Gem-Ver skipper fired as rift splits boat owners, crew
SAN PEDRO CITY, Laguna, Philippines — The fishing boat hit by a Chinese trawler in the West Philippine Sea in June has been repaired and ready to sail again, only this time with a new captain on board.
Junel Insigne, Gem-Ver 1’s skipper when a Chinese trawler hit and sank the boat at Recto (Reed) Bank, was recently fired by his employers, the family of boat owner Arlinda dela Torre.
“May sama po ako ng loob sa kanila (Dela Torres) bago pa po sumakay (I’ve had ill feelings toward them even before Gem-Ver’s expedition in June). I never told them about it but they must have heard it from my colleagues and fired me,” Insigne said.
He did not elaborate, but there was apparently an ongoing rift between him and the Dela Torres that also divided them as to what to do with the fishing boat Pengyou, which was donated by the Chinese after Gem-Ver 1 was damaged.
Ma. Fe dela Torre, a relative of the Gem-Ver owners, said Insigne was making his own decisions without consulting them and the 21 other crew members that had formed the Recto Bank Survivors Fisherfolks Association.
Chinese tycoon Xue Chengbiao of the Shanghai Jucheng Group donated the 10.09-ton Pengyou to the association, whose members are residents of San Jose town in Occidental Mindoro province.
“Pengyou” in Chinese means “friend.”
The donation was coursed through the office of Ramon Tulfo, the special envoy for public diplomacy to China, with a turnover held at the Batangas port on Sept. 22.
One of the crew members, who asked not to be named for fear of reprisal by his colleagues, said the Dela Torres wanted to return Pengyou to its donor since it was “useless” anyway.
He said the boat was “too weak” for the open sea, particularly for expeditions to the Recto Bank, a rich fishing ground, which would take weeks.
That boat and some P44,000 cash were the only compensation, so far, from the Chinese, since the Guangdong Fishery Mutual Insurance Association on Aug. 28 issued an apology on behalf of the Chinese trawler involved in the Recto Bank incident.
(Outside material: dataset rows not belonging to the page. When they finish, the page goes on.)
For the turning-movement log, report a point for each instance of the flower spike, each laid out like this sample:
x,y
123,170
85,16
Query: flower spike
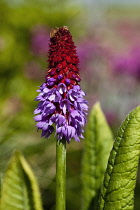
x,y
60,98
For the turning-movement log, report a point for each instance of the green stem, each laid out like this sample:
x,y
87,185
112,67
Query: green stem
x,y
61,174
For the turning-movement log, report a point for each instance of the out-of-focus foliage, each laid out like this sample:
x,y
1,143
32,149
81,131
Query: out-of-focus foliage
x,y
98,144
19,186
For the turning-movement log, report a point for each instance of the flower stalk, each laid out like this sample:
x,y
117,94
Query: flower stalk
x,y
61,174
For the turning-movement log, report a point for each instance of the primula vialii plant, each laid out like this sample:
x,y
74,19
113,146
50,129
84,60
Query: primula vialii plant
x,y
61,104
61,98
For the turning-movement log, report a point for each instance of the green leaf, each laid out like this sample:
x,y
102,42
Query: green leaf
x,y
117,191
20,190
98,144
These, however, came from a private donor, while no payment had been made by the trawler’s company or the Chinese government to the Filipino crew that the trawler abandoned at sea.
Elizer Salilig, regional director of the Bureau of Fisheries and Aquatic Resources in Mimaropa, said he would still communicate with Tulfo’s office on how to go about returning the vessel.
In a telephone interview Wednesday, Salilig said he talked to the association members, who said they wanted to “abandon the boat (Pengyou) at sea.”
“I said, ’wag naman. Ipahila na lang sa tabi (Don’t abandon it and just pull it to the shore),” he said.
Insigne said he did not know about the plan to return Pengyou to its donor as he was actually hoping he could sail on it for a living.
“It’s been nearing six months that we didn’t have a job. How are we supposed to survive?” Insigne said in a separate telephone interview.
Dela Torre said the association’s members would sit down and discuss what to do with Pengyou, “para wala na pong pagkakaguluhan (so there won’t be any source of trouble).”
But Salilig doubted the vessel’s usability, calling it “defective” as it lacked fishing gears and with a cabin too small that only four people could fit in.
He said the boat needed some more repairs and fortifications that would cost “millions” of pesos.
“Para lang silang kumuha ng bato na ipukpok sa ulo nila (It’s like picking a rock to hit their heads),” Salilig said of the amount needed to get Pengyou ready for sailing.
As it turned out, he said the donated boat was actually Philippine-made. He said the boat’s records showed that Pengyou was built in Batangas province in 2005 and was sold to Chengbiao’s group, which in turn donated it to the Mindoro fishermen.
Salilig said he did not know which Filipino company built the boat and for how much it was sold to Chengbiao.